A small amount of grain-coating silica cement affects sediment properties and deformation at Ocean Drilling Program (ODP) sites 1173 and 1177 offshore Japan. The cemented sediment has anomalous porosity, seismic velocity, and rigidity. With burial and increasing temperature, failure of the cement leads to collapse of the sediment framework and dramatic porosity loss. Previous studies suggest that a minor amount of opal-CT cement inhibits consolidation of the sediment at sites 1173 and 1177. I am examining additional sites offshore Japan (Deep Sea Drilling Project sites 297, 442, 443, 444, 582) to determine if similar cementation of hemipelagic sediment is common and what effects this cement has on sediment strength and deformation.

Figure 1:  Backscattered electron image of sediment from the upper Shikoku Basin facies offshore southern Japan.
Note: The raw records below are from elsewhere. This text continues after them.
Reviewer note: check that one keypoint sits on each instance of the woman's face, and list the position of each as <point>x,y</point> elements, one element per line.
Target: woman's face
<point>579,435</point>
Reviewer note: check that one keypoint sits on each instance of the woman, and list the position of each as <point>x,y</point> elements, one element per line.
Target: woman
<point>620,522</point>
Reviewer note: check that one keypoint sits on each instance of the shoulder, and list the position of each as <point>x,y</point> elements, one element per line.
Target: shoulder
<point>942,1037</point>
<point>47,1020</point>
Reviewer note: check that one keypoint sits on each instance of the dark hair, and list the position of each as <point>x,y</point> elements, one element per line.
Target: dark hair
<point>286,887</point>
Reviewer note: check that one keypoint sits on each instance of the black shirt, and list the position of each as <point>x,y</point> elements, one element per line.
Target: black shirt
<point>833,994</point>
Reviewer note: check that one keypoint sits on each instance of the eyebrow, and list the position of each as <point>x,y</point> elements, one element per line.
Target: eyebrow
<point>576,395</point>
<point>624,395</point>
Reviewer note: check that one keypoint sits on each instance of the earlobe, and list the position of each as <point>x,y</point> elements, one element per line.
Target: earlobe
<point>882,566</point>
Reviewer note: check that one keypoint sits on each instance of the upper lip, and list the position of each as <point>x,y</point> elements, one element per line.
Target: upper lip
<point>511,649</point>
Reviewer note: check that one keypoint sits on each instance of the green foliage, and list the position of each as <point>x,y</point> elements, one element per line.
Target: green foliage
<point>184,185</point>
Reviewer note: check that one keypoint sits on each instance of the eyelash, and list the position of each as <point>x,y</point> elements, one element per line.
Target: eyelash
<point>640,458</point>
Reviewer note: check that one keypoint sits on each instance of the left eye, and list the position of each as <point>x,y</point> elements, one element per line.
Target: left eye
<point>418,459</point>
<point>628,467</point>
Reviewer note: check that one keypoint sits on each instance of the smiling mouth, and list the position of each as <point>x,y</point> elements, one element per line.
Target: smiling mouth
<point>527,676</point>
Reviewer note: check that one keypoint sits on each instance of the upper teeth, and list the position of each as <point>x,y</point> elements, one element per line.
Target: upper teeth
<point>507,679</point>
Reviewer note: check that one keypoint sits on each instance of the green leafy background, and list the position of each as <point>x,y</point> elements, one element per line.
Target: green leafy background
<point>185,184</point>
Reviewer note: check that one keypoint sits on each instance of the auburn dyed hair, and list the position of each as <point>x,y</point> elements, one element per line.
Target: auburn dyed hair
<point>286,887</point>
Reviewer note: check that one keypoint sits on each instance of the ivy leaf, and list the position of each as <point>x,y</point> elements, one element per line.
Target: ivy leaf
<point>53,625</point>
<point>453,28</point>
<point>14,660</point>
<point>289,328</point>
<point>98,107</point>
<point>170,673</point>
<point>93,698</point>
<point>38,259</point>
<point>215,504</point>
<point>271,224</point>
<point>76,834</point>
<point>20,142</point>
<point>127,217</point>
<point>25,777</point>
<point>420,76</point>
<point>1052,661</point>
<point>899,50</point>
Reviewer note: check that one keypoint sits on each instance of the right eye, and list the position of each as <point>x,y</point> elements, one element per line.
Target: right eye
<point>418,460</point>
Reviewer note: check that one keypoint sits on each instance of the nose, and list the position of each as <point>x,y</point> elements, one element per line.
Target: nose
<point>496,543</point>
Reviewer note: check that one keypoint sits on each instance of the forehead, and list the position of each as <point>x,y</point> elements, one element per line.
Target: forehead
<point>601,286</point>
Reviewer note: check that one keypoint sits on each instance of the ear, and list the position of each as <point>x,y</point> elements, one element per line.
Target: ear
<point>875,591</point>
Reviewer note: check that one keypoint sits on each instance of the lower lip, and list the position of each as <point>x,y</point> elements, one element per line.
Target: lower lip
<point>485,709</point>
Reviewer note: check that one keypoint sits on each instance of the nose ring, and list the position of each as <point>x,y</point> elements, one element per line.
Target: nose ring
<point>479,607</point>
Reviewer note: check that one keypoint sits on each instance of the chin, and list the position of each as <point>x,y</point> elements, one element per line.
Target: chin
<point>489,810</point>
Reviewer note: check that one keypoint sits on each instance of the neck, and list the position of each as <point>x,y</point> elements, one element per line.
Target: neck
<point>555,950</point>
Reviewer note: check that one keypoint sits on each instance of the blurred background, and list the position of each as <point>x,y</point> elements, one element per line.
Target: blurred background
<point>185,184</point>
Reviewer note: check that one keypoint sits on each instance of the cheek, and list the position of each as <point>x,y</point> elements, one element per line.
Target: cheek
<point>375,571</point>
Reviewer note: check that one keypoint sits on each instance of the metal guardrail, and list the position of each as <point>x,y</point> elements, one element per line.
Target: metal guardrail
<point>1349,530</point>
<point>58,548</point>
A volcanic glass shard, typical of many in the sediment, shows small remnants of fresh glass and a gel produced by alteration of the glass. The altered material is disseminated in the surrounding pore space, potentially affecting sediment strength and deformation.
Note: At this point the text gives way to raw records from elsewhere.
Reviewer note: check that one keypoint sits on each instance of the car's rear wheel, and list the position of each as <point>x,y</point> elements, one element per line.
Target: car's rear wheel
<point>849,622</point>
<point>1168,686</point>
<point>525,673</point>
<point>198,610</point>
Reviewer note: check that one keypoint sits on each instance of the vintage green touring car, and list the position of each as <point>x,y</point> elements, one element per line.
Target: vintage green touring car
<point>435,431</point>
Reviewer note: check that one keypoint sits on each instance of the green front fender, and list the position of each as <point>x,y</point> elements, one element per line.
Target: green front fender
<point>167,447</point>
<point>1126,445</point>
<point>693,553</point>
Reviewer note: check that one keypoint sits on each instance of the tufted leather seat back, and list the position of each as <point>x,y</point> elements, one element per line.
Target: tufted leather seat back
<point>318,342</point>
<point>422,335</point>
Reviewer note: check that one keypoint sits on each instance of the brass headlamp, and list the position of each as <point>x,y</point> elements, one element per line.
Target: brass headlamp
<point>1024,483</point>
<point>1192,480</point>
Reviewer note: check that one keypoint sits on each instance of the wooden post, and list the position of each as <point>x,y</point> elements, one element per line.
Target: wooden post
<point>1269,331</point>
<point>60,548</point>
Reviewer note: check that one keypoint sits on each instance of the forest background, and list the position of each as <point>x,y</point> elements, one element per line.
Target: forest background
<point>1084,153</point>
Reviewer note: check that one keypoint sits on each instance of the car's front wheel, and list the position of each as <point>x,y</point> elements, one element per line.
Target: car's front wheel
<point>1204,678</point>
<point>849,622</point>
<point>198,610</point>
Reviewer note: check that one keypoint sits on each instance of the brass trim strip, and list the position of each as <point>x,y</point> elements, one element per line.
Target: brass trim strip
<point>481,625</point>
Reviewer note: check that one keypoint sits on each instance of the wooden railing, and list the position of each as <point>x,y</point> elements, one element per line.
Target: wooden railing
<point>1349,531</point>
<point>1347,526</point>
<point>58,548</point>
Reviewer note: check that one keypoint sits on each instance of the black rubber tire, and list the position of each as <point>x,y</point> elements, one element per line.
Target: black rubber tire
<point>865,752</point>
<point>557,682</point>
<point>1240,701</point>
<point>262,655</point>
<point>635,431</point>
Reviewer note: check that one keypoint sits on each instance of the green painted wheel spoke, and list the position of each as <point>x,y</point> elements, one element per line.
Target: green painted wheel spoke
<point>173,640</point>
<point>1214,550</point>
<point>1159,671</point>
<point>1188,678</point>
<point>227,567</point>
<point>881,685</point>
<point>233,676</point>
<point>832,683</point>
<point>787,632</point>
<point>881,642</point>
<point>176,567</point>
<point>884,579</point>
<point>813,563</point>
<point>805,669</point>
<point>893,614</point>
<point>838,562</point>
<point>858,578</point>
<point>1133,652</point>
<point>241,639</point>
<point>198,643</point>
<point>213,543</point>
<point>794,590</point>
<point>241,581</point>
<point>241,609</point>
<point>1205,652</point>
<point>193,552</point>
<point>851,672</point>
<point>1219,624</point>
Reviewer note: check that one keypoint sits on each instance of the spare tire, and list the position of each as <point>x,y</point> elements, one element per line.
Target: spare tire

Sediment samples for these sites were collected from archived sediment cores the Integrated Ocean Drilling Program core repositories. The amorphous silica content of sediment samples from the sites is determined using an alkaline leaching method. The nature and distribution of the cementing material is detected through secondary and backscattered electron (SEM and BSE) images. Sediments throughout Shikoku Basin are affected by silica cementation. The amorphous silica content of the upper Shikoku Basin facies is higher (~1 wt% of the sediment) than in the lower Shikoku Basin facies (<0.25 wt%). The position of the upper/lower Shikoku Basin facies boundary appears to be controlled by silica diagenesis. In the upper Shikoku Basin facies, amorphous silica is visible as a coating at grain contacts, filling voids in zones of clastic material, and as altered material in contact with volcanic glass shards. The observed amorphous silica appears to be sourced from these volcanic glass shards. Electron microprobe analyses indicate that the amorphous silica is nearly identical in composition to adjacent volcanic glass shards, but with much higher porosity. Mass balance calculations indicate the amorphous silica phase is mobile; it is disseminated throughout the surrounding pore space and may be the material strengthening the sediment.

This grant supported a Native American graduate student (M.S.) at New Mexico Tech, Mr. Russell White. In summer 2009, he received his Master's degree; he is taking a position as a geoscientist with Anadarko.  Based on Mr. White's research, we are in the process of publishing two articles in peer-reviewed journals.